Introduction: Proxy is a special network service that allows an endpoint to connect non-directly with another endpoint through this service, thus providing anonymous access to the network.TON Proxy is a TON network proxy layer used to hide the IP addresses of TON nodes. Users can launch the ingress proxy directly on their device, and this component will be available to all users as a simple DApp in the future;
Release date: October 2022
Availability: Users will be able to run .ton sites hosted on TON Storage that are not dependent on a fixed IP and can access these sites using a public portal node compatible with the HTTP proxy;
Development: In the future, major TON services could integrate TON Proxy, a feature similar to an anonymous I2P network that would secure IP addresses and allow users to run intermediate proxy nodes and gain revenue.

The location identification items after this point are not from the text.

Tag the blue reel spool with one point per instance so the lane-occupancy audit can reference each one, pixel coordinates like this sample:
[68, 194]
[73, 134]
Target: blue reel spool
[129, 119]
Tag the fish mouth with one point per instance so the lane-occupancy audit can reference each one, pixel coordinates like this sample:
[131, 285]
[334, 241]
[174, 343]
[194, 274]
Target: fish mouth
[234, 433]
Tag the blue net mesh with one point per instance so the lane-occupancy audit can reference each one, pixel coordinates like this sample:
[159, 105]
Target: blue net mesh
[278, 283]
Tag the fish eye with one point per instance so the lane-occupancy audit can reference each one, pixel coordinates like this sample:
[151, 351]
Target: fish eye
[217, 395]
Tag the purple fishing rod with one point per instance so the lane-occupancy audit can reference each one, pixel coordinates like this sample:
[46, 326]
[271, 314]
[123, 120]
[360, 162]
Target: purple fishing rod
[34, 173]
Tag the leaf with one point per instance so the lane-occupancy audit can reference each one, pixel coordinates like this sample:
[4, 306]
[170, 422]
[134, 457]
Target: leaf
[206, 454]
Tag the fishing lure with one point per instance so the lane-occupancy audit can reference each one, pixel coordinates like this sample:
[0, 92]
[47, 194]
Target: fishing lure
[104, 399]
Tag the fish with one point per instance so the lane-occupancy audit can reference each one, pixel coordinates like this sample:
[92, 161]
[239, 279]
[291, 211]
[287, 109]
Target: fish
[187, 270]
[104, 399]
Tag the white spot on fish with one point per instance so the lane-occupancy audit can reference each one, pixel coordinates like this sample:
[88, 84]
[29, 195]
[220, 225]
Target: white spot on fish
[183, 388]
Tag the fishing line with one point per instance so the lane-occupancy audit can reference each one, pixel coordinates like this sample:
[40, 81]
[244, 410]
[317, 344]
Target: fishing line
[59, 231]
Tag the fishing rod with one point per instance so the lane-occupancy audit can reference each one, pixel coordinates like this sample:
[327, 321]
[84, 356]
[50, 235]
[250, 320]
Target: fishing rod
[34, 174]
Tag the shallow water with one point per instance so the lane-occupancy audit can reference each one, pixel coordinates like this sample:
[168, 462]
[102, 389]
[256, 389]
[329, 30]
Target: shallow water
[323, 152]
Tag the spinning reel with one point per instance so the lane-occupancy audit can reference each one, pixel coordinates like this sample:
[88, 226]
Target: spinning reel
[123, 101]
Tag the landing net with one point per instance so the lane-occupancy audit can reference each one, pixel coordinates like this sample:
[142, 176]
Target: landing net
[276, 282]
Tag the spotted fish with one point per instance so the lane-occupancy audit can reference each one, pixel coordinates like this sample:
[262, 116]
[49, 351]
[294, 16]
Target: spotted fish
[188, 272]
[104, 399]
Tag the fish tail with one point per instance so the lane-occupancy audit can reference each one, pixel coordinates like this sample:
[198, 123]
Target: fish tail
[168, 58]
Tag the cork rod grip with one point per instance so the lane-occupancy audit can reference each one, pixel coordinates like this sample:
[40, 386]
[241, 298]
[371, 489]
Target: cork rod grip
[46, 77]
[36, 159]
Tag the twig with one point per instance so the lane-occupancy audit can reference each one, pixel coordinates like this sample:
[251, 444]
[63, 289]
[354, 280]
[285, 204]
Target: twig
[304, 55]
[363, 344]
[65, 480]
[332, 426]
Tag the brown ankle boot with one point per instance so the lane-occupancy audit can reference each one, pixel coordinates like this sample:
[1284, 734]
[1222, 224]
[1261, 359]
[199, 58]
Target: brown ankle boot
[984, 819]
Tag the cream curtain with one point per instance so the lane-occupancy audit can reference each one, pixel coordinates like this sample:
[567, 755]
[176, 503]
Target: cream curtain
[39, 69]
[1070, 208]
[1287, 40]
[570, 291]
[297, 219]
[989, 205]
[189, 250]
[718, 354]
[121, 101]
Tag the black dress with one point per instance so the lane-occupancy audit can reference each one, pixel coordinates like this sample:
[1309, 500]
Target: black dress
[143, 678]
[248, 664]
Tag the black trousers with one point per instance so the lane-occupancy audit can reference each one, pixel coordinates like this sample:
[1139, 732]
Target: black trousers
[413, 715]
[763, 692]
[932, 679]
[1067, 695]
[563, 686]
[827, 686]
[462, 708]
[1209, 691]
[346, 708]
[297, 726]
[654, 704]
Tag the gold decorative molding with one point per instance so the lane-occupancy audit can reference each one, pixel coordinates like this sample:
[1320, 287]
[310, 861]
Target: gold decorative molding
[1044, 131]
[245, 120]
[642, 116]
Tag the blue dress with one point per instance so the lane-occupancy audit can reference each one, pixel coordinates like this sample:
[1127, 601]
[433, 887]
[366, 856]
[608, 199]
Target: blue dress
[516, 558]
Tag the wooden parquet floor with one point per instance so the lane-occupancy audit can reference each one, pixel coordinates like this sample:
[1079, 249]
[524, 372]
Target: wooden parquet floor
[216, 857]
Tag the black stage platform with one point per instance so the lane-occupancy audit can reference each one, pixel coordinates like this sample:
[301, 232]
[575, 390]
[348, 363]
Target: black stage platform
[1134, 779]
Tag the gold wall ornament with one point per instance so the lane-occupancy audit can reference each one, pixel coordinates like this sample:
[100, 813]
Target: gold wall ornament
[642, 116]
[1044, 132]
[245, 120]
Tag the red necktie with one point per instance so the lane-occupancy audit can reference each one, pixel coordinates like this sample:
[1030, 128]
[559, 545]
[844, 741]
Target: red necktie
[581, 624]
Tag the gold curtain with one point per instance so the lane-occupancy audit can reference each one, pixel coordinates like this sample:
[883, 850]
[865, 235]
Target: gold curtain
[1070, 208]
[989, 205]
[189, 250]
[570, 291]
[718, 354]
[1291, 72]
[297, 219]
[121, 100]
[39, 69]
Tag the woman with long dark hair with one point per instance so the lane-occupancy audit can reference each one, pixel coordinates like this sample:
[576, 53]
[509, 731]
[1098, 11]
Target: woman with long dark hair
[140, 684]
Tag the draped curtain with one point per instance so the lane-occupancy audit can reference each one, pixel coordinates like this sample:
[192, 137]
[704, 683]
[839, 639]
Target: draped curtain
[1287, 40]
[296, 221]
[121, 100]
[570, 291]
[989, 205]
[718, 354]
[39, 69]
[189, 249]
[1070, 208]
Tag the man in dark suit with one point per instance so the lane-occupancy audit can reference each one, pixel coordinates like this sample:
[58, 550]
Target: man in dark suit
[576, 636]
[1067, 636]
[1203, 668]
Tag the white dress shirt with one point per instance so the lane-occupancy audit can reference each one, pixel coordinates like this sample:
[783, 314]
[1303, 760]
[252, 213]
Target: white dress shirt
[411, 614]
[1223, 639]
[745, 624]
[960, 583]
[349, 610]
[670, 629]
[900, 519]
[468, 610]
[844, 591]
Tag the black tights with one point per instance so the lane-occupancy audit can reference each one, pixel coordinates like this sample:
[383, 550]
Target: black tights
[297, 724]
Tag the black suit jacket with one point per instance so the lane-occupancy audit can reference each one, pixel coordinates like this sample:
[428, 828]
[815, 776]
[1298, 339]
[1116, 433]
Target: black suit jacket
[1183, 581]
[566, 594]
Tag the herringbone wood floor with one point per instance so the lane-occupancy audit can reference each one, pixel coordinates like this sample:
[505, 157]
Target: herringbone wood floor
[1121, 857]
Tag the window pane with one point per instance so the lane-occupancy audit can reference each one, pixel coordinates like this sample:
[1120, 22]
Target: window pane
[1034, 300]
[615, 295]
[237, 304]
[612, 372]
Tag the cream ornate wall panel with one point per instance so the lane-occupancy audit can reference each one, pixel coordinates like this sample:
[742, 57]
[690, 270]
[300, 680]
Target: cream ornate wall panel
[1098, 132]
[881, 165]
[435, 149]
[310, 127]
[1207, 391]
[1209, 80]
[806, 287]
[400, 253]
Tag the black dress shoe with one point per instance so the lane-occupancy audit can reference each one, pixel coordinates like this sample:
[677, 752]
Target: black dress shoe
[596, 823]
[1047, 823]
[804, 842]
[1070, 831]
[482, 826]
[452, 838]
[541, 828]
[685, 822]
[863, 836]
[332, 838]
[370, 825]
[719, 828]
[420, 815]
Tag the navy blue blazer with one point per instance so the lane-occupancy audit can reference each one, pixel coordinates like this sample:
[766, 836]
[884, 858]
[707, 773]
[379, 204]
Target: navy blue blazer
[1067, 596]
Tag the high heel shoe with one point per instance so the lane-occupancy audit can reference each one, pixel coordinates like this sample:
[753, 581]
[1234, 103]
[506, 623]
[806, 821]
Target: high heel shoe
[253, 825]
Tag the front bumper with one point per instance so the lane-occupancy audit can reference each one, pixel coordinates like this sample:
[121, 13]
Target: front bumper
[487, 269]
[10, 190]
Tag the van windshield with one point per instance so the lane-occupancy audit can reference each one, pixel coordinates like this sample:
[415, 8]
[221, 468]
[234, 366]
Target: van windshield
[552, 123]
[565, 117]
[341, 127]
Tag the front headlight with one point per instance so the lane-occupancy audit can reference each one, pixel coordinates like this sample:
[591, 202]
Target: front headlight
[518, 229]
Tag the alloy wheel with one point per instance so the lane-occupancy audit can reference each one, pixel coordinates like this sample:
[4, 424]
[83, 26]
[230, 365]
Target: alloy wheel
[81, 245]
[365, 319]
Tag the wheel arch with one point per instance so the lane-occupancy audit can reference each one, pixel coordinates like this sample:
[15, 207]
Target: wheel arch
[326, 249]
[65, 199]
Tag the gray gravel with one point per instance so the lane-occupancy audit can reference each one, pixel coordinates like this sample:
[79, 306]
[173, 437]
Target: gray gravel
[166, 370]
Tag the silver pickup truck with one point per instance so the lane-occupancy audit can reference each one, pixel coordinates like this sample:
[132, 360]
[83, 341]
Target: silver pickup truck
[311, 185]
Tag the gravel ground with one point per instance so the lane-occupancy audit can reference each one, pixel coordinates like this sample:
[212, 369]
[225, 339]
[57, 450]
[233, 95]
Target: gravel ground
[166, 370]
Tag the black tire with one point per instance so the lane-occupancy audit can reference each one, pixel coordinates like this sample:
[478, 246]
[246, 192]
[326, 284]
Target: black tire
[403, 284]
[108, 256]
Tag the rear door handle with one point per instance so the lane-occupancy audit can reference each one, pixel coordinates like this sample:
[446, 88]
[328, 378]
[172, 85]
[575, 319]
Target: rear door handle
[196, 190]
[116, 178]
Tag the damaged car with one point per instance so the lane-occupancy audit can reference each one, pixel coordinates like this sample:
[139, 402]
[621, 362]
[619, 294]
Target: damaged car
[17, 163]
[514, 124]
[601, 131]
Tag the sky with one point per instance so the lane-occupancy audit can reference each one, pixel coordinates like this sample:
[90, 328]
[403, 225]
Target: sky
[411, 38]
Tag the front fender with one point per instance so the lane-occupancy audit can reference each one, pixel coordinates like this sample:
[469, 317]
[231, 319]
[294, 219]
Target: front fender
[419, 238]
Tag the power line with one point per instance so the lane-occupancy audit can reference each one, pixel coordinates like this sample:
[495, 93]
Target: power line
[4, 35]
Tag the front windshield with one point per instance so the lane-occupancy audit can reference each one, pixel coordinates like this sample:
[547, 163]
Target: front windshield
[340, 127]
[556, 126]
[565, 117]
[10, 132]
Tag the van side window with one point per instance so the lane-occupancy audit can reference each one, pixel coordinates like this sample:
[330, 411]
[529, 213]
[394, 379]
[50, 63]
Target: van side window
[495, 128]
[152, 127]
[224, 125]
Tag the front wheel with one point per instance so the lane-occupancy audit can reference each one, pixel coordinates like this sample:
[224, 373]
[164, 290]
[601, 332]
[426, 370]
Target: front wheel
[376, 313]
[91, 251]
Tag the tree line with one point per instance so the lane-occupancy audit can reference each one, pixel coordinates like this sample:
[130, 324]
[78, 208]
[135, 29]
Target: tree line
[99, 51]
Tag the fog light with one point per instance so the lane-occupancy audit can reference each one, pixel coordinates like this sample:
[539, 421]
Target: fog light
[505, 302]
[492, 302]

Introduction: A micropayment platform with integrated micropayment channels, similar to the “Lightning Network”. It can be used for off-chain transactions and to pay for the services of TON Services;
Availability: Currently, telegram integrates the “Wallet” Bot service, which allows users to make virtual currency payment transactions with retail businesses, directly searching for @wallet in the Telegram interface can be used to make payments, purchase cryptocurrencies, P2P transactions, and so on. Only the creation and closure of the channel require the payment of network fees. Only channel creation and closure require network fees. The next step is to introduce a merchant marketplace, where products and services can be placed in the @wallet interface;
Development: In the future, a multi-node network will be built so that users can make micropayments through intermediate nodes without having to create new channels, and the intermediate nodes can receive commissions.
Introduction: Self-hosted wallet in Telegram. The @Wallet is KYC compliant and can only be used for payments, while TON space is where the user keeps their private key, and all smart contracts can be invoked;
Release time: September 2023;
Usability: Currently in beta, it can be activated in the wallet in the personal account, and only has basic payment and collection functions. In the future, TON Space will act as a blockchain account, fully supporting the TON ecosystem including Toncoin, Jettons, and Collectibles.
Telegram Apps Center
Introduction: Provides a directory showcasing the ecosystem of Telegram bots and web applications (TWA);
Release Time: August 2023;
Availability: Currently, there are three types of projects, namely bots, games, and web applications. Users can access TWA through the official website, Telegram bot, and Telegram Channel about Trending Apps. Developers can also seamlessly submit new programs under development with the help of the dedicated application review bot.
Source: TON Foundation
Since its inception in 2018, TON has overcome numerous challenges and undergone transformative phases, including its initial ICO, subsequent restart, and ecosystem reconstruction. With the active support of the foundation, TON has experienced significant market value growth and an expanding user base. Its adoption of flexible infinite sharding technology and an efficient consensus mechanism has positioned it as a scalable and highly secure blockchain network.
Looking ahead, TON is poised to further expand its market share and achieve broader user coverage with the backing of Telegram. The combination of TON’s inherent strengths and the integration of Telegram’s payment system provides ample room for development within the social media ecosystem. However, it is essential to acknowledge that TON’s complex development language and asynchronous design present substantial challenges for developers. These challenges may potentially impede the rapid progress of the ecosystem.
Despite the hurdles, TON remains as a blockchain network with significant potential. As it continues to refine its technology, address developer challenges, and leverage its partnership with Telegram, TON has the opportunity to leave a lasting impact on the blockchain landscape, offering scalability, security, and innovation to users and enterprises alike.